Das Eröffnungskonzert der diesjährigen Festival Academy Budapest bot unter dem Titel „Transfigurations“ ein breites Spektrum an Kammermusik, vom Lied bis zu Strawinskys szenischem Melodrama, von Brahms bis zu klassischer Moderne. Das Festival steht im Gedenken an den vor 50 Jahren verstorbenen Zoltán Kodály, dessen Kompositionen in fast allen Konzerten vertreten sind. Implizit verstand sich der Anlass auch als Ehrung für den letztes Jahr verstorbenen Pianisten und Dirigenten Zoltán Kocsis, der mit den meisten der auftretenden Künstler persönlich in Verbindung stand. Es ist das zweite Mal, dass dieses Festival stattfindet, jetzt als wirkliche Akademie mit Meisterkursen und Vorträgen, zudem begleitet von der ersten „Ilona Fehér International Violin Competition“ für junge Talente im Alter von 8 – 18 Jahren. Das Festival findet in den Räumen der Franz Liszt-Akademie statt, die Konzerte in deren grandiosem Festsaal, dieses Jahr mit der Einschränkung (oder der Bereicherung), dass wegen der Renovation der großen Orgel einige der Konzerte im großen Saal des 2014 wiedereröffneten Pesti Vigadó gegeben werden.

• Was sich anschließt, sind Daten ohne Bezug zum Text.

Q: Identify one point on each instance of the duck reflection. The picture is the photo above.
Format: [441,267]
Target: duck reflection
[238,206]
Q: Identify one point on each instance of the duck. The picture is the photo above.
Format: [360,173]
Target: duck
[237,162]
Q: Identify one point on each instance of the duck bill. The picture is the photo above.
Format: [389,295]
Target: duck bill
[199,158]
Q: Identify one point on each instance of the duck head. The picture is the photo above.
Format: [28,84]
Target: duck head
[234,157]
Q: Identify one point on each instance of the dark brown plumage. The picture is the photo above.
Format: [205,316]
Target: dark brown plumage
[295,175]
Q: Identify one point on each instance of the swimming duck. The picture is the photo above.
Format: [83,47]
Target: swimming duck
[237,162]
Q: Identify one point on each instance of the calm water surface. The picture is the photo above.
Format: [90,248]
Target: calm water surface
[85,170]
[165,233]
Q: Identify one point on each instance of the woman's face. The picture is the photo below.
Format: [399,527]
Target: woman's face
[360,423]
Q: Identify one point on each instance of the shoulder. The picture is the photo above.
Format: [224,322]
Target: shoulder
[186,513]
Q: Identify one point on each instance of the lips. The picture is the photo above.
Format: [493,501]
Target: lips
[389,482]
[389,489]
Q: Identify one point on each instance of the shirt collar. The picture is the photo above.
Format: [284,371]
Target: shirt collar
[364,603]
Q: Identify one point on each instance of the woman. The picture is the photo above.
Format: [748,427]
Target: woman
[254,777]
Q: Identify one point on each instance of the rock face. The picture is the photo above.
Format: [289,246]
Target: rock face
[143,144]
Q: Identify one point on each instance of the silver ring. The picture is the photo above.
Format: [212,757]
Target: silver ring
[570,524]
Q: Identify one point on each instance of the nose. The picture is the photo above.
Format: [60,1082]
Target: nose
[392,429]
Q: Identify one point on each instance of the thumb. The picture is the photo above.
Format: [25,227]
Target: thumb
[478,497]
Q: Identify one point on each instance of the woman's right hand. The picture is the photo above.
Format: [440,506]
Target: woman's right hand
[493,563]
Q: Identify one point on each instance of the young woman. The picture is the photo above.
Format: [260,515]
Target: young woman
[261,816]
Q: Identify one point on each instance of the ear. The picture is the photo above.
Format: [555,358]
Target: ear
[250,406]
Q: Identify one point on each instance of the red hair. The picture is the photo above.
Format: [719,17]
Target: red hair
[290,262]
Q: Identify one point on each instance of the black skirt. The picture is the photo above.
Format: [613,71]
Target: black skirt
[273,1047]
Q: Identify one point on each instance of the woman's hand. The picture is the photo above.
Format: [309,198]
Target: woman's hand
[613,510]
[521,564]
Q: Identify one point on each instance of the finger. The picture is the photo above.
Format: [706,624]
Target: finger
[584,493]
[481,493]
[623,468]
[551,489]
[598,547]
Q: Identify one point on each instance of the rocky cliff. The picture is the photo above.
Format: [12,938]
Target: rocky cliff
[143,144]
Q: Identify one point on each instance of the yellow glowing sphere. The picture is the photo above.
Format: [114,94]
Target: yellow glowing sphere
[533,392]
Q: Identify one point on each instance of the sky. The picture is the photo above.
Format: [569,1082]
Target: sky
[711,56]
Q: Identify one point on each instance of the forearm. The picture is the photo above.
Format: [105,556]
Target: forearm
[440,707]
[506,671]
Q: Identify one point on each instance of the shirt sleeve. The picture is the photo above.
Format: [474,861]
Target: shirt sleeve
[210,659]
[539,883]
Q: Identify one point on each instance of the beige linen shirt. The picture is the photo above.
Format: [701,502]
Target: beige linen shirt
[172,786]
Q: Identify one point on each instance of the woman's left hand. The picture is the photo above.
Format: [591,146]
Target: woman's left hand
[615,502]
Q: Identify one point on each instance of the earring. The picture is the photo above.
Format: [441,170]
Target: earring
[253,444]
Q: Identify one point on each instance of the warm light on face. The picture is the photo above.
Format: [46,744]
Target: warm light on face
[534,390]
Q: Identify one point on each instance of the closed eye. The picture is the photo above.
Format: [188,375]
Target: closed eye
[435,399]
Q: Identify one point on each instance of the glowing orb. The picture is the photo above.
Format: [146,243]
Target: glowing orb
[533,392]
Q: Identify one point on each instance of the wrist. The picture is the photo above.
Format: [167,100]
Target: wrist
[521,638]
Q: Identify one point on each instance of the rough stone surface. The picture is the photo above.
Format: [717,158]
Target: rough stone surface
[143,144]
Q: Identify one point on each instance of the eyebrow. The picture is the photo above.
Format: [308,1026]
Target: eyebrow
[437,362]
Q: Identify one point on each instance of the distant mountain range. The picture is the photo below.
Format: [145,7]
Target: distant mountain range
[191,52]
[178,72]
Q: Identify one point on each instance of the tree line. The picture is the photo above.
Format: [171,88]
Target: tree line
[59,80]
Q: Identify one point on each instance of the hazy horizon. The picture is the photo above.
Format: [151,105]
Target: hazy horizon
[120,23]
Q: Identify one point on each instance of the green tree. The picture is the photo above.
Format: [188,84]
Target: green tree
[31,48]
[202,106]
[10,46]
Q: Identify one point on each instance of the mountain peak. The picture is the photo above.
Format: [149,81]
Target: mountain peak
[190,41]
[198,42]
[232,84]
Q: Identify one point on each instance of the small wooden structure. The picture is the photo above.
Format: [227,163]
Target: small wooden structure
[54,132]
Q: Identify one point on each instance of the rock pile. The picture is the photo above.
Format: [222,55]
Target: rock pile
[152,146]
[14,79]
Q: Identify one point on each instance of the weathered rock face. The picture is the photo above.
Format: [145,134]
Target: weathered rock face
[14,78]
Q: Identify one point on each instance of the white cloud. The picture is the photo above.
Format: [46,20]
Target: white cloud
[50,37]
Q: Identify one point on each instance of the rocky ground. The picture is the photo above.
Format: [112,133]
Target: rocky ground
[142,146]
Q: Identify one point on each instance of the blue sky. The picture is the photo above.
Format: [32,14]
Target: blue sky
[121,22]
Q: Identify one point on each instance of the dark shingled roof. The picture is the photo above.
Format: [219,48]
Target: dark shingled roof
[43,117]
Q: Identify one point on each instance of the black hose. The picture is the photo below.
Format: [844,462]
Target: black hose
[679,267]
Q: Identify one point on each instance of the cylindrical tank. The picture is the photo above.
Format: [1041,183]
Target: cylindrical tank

Nach kurzen Ansprachen zur Eröffnung des Festivals begann das Konzert mit dem Mädchenchor Pro Musica unter der Leitung von Dénes Szabó, einem der weltweit führenden Chorpädagogen. Von allen Seiten strömten die etwa 50 jungen Sängerinnen des Chors singend auf die Bühne, stellten sich dabei locker verteilt auf, vom Chorleiter auf der Seite des Saals ganz unauffällig und diskret dirigiert. Der Chor sang mit schlichten Trachten in dezenten, bedeckten Farben bekleidet ausschließlich Werke von Zoltán Kodály, zu Beginn ein vielstimmiges Stück, dessen Stimmen sich harmonisch zu einer Art vokalem, schillerndem Glockengeläut vermengten, danach drei virtuose, meist schnelle Chorwerke – volkstümliche, eingängige Musik, die dem Publikum offenbar unmittelbar zu Herzen ging. Das erstaunliche an dieser Darbietung war nicht etwa eine kunstvolle Gesangstechnik und Stimmgebung, wie sie in westeuropäischen Konservatorien vermittelt wird, sondern vielmehr die absolut natürliche Art des Singens, die Einheitlichkeit der Tongebung, und vor allem die umwerfende, absolute und relative Intonationssicherheit. Trotz der sehr lockeren Aufstellung waren keine Abweichungen hörbar, die Stimmung hielt sich über fünf Minuten auch im Pianissimo problemlos. Die Zugabe sang der Chor über drei Seiten des Saals verteilt. Der Applaus machte es klar: Musik, die in diesem Volk lebt!
Es folgten die 1945 geschriebenen Metamorphosen von Richard Strauss, in einer Version für 7 Streicher von Rudolf Leopold. Verglichen mit der Originalbesetzung von 23 Streichern erzeugten die von Aleksey Semenenko angeführten Musiker mehr Fokus, direkteren Kontakt zum Publikum, auch bei geringerer Klangfülle. Dabei waren speziell die leisen Stellen total verinnerlicht, und in den intensiven Partien schien das Klangbild demjenigen der vollen Besetzung in nichts nachzustehen. Die Streicher spielten mit ausgezeichnet abgeglichener Stimmgebung, auch im gut dosierten Vibrato. Es ist Musik mit so typisch Straussscher Harmonik, mit unerhörter Dichte und Intensität: ein „Bad in spätromantischer Harmonie“. In dem Maße, wie sich das Ohr an die kammermusikalische Besetzung gewöhnte, schien das Ensemble und damit der Klang der Musik zu wachsen. Einzig im letzten, langen Decrescendo fühlte ich ein leichtes Nachlassen der Spannung, der Intensität – allerdings ist dies wohl ohnehin der schwierigste Teil des Werks, zumal bei so kleiner Besetzung.